If the processor’s reordering of memory requests leads to an execution order that could produce results different from those seen under sequential consistency, the processor will re-execute. The key to this approach is that the processor only needs to ensure that the final result is the same as if all accesses were completed in order, by detecting situations where discrepancies might occur. The advantage of this scheme is that speculative restarts are rarely triggered, only when unsynchronized accesses actually cause a race condition.
Some argue that combining sequential or processor consistency with speculative execution is the preferred coherence model. The reasoning is as follows:
Aggressive implementations of sequential or processor consistency can yield greater advantages than relaxed models.
It requires only minimal additional cost on processors that already support speculative execution.
It allows programmers to reason based on the simpler programming model of sequential or processor consistency.
Inclusion and Its Implementation
All multiprocessors use a multi-level cache hierarchy to reduce the demand on global interconnects and the latency caused by cache misses. If the cache has a multilevel inclusion property (i.e., each level of the cache hierarchy is a subset of the level farther from the processor), then a multi-level structure can be employed. This reduces contention between coherence traffic and processor traffic when snooping and processors must compete for the cache. Many processors with multi-level caches enforce the inclusion property. This restriction is also known as the subset property, because each cache is a subset of the cache below it in the hierarchy.
Consider a two-level example: any miss in L1 either hits in L2 or causes a miss in L2, resulting in data being brought into both L1 and L2. Similarly, any invalidation that hits in L2 must be sent to L1. The question is: what happens when the block sizes of L1 and L2 differ?

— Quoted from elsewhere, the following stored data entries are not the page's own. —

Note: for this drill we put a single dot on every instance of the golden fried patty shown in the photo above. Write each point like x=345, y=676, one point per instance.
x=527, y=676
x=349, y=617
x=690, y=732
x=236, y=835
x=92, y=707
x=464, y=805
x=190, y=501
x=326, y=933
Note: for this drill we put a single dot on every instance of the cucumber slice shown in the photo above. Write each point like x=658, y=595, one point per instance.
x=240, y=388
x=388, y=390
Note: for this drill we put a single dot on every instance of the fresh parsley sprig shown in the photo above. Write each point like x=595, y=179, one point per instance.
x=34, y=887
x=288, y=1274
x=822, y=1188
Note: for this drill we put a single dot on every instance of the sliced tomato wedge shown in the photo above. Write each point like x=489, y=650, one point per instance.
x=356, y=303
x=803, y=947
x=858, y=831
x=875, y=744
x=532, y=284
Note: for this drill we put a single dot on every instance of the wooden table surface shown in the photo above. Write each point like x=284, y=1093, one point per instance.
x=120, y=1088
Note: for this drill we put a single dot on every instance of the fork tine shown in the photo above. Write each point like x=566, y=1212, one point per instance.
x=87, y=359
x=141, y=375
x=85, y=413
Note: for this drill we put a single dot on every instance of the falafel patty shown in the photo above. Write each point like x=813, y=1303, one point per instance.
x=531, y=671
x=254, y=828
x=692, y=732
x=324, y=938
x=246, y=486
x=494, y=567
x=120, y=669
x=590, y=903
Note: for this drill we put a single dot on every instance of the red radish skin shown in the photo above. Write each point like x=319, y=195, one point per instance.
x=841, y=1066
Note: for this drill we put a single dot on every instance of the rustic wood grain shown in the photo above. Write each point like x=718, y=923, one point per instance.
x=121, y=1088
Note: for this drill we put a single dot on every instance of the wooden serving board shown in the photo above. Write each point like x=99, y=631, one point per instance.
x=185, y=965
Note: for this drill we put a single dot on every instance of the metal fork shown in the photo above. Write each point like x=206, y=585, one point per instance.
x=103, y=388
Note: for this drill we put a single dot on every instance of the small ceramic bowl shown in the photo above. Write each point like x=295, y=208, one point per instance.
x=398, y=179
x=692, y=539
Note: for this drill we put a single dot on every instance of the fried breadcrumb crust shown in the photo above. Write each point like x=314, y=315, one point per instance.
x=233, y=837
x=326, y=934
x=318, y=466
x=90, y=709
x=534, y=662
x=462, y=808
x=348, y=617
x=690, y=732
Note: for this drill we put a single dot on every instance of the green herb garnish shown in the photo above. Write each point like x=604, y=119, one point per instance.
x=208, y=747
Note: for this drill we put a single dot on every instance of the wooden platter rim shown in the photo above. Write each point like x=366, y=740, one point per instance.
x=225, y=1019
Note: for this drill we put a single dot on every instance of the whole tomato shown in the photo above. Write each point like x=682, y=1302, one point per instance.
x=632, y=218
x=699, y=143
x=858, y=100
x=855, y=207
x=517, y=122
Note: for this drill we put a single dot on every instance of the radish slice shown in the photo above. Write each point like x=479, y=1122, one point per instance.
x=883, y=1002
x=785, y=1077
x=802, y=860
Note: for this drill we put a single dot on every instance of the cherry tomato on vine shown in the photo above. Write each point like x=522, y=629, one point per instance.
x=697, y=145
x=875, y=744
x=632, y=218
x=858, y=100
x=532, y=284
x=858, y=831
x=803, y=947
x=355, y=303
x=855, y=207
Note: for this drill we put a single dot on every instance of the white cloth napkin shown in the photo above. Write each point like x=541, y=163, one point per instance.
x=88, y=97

Choosing different block sizes is quite reasonable, as L2 is much larger and its latency accounts for a larger portion of the miss penalty, so using a larger block size—one block in L2 represents multiple blocks in L1, and a miss in L2 results in the replacement of data equivalent to multiple L1 blocks. For example, if the block size of L2 is four times that of L1, a miss in L2 will replace data equivalent to four L1 blocks.
To maintain inclusion under varying block sizes, when a replacement operation occurs at a lower level, we must probe the higher levels of the hierarchy to ensure that the replaced data is invalid in the higher-level caches; different associativity settings introduce challenges.